More about utilization... Say you get a brand new credit card with a credit limit of $100 and it goes like this... I have marked any event that changes your utilization with the utilization after that event:

Brand new card, cycle starts, utilization: 0
  spend $10, utilization: 10%
  spend $20, utilization: 30%
New cycle, you get a bill for $30
  spend $10, utilization 40%
  pay $30, utilization 10%
  spend $20, utilization 30%
Actual bill due date -- but already paid so no interest is accruing
  pay $20, utilization 10%
New cycle, you get a bill for $10
  credit limit increased to $200, utilization 5%

Credit issuers want to be sure that you they'll get their money back that they're lending you. Showing that you can make regular payments goes a long way to help build up their confidence. The algorithm that determines your credit score tracks revolving credit accounts (like credit cards, where you can continually borrow more and can pay it off on whatever schedule) separately from term accounts (where you borrow up front and then pay off according to a fixed schedule) but the way they're combined is complicated. My credit score didn't shoot up until I showed a solid history of paying both kinds of accounts off, with no lateness or missed payments. That's more important than whether or not you pay interest.

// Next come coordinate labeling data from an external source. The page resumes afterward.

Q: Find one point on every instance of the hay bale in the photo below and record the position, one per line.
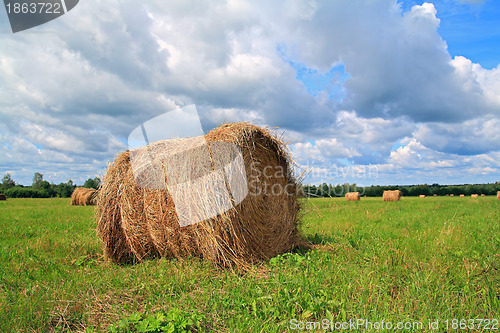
(392, 195)
(135, 222)
(352, 196)
(82, 196)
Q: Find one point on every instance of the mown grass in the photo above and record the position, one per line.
(413, 260)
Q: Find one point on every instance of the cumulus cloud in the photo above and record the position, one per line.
(72, 90)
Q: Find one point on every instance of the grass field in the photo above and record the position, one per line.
(411, 261)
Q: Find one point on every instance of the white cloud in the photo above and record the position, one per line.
(74, 88)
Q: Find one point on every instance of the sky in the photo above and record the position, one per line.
(367, 92)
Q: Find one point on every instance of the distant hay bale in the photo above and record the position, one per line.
(352, 196)
(392, 195)
(84, 196)
(136, 222)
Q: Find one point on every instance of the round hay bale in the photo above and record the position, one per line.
(392, 195)
(352, 196)
(136, 222)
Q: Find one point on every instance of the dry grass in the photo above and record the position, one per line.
(352, 196)
(392, 195)
(136, 222)
(84, 196)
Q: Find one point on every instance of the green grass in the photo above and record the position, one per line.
(413, 260)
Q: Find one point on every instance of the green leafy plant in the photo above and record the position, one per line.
(173, 321)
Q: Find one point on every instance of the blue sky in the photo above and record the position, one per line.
(372, 92)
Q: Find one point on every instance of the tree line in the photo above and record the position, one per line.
(339, 190)
(41, 188)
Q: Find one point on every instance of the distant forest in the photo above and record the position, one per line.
(43, 189)
(328, 190)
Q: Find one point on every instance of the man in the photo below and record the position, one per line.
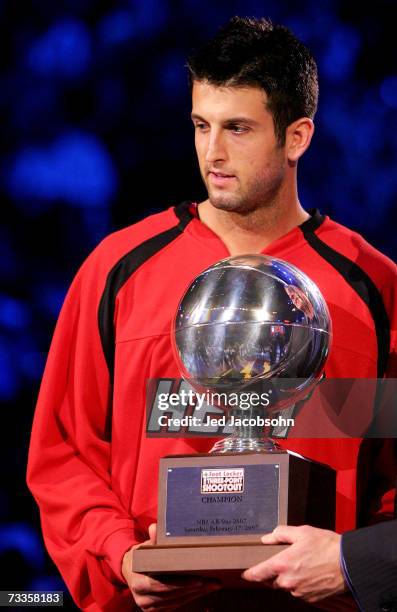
(91, 467)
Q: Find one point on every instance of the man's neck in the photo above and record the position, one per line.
(253, 232)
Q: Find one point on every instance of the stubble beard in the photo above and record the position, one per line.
(262, 194)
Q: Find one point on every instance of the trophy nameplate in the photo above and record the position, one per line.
(199, 532)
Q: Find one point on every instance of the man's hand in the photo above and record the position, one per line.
(169, 593)
(309, 568)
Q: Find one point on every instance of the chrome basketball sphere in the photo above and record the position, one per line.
(251, 318)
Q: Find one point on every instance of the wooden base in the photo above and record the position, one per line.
(223, 562)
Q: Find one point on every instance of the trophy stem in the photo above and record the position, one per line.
(249, 435)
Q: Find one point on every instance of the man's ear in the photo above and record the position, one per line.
(298, 137)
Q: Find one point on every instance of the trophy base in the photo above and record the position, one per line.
(225, 563)
(236, 444)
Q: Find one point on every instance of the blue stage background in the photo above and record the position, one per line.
(96, 134)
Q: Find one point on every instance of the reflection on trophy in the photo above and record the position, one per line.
(248, 324)
(248, 321)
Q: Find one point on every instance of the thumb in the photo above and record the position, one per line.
(153, 532)
(282, 534)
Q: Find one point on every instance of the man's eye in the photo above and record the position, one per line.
(200, 126)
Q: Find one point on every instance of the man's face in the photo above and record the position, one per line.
(240, 161)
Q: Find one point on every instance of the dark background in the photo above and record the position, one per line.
(95, 134)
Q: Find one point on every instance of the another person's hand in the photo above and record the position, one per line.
(309, 568)
(169, 593)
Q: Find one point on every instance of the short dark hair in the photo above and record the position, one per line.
(256, 53)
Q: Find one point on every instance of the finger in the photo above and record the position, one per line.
(153, 533)
(282, 534)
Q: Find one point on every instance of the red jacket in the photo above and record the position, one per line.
(92, 469)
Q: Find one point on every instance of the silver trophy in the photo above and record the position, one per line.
(250, 323)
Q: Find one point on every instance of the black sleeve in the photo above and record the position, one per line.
(370, 556)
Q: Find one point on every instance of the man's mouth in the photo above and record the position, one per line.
(220, 179)
(221, 174)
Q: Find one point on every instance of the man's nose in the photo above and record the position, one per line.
(216, 149)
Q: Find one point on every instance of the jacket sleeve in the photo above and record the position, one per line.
(370, 557)
(86, 528)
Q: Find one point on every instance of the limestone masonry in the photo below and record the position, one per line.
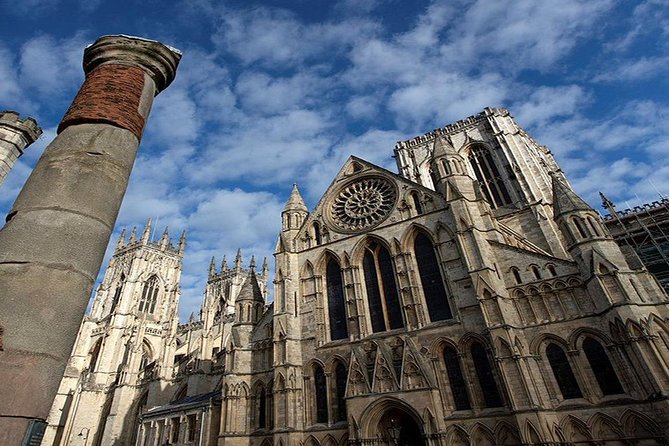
(472, 299)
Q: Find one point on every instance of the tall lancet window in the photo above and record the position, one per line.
(117, 293)
(336, 306)
(562, 371)
(147, 304)
(430, 278)
(382, 296)
(489, 177)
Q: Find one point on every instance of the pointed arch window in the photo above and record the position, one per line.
(147, 303)
(320, 395)
(117, 293)
(488, 175)
(262, 409)
(430, 277)
(415, 201)
(485, 375)
(563, 372)
(601, 366)
(340, 381)
(336, 305)
(382, 296)
(456, 379)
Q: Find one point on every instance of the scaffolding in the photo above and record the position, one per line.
(645, 229)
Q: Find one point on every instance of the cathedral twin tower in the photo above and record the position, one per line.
(473, 298)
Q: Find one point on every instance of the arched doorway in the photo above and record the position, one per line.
(399, 428)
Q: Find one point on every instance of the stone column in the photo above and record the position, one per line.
(15, 135)
(55, 235)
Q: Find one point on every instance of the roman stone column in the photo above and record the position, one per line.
(55, 235)
(15, 135)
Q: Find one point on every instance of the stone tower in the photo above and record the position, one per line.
(15, 135)
(128, 338)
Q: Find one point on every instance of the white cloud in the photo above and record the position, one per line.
(53, 67)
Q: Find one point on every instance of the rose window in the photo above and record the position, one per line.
(363, 204)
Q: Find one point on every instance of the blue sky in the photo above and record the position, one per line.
(274, 92)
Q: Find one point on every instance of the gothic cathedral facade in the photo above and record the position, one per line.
(472, 299)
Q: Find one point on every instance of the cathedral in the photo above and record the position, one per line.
(472, 298)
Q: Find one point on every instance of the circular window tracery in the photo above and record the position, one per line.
(363, 204)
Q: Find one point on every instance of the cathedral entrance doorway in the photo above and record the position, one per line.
(392, 422)
(399, 428)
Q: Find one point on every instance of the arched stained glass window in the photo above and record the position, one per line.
(455, 379)
(416, 203)
(147, 304)
(262, 409)
(320, 395)
(488, 175)
(117, 293)
(336, 305)
(602, 368)
(341, 378)
(485, 376)
(563, 372)
(430, 277)
(382, 296)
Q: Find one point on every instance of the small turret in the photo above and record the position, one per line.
(164, 240)
(121, 240)
(133, 236)
(147, 232)
(238, 260)
(294, 212)
(212, 267)
(182, 242)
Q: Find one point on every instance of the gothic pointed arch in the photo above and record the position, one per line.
(456, 378)
(383, 298)
(602, 367)
(488, 175)
(431, 279)
(149, 297)
(335, 296)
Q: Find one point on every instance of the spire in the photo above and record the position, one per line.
(182, 242)
(147, 232)
(212, 267)
(608, 204)
(565, 199)
(265, 267)
(238, 260)
(121, 240)
(133, 235)
(250, 289)
(443, 147)
(165, 238)
(295, 202)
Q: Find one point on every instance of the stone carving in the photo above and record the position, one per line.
(363, 204)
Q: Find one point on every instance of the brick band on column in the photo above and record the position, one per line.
(111, 94)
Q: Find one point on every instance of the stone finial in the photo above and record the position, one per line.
(147, 232)
(295, 201)
(182, 242)
(212, 267)
(164, 240)
(121, 240)
(238, 260)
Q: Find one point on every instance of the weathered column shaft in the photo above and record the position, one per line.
(15, 135)
(53, 243)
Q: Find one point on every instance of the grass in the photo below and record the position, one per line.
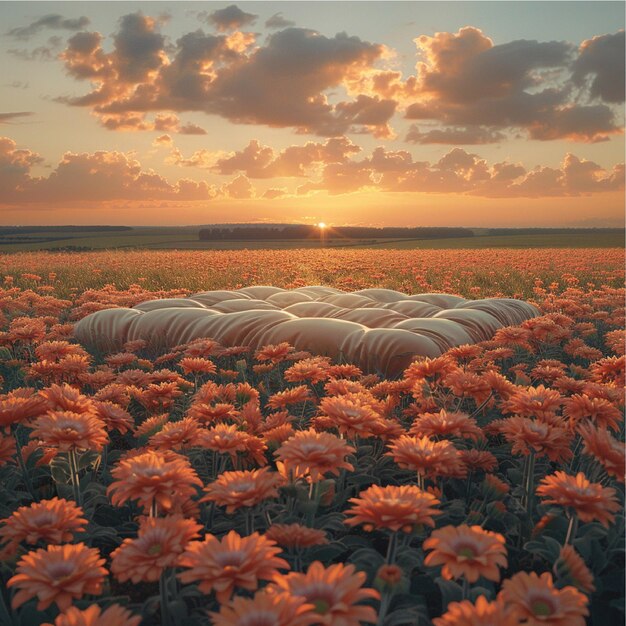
(187, 239)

Looking over my credit history there is zero interest on it (while I have paid interest in the past I paid those things off long enough ago that they have aged off the report), but our scores are about 800. Thus you certainly don't have to pay interest to have a good score.

I always get something of a ding on it because of a lack of variety, but clearly that's not enough to hurt me. (In practice, above 740 it doesn't really matter.)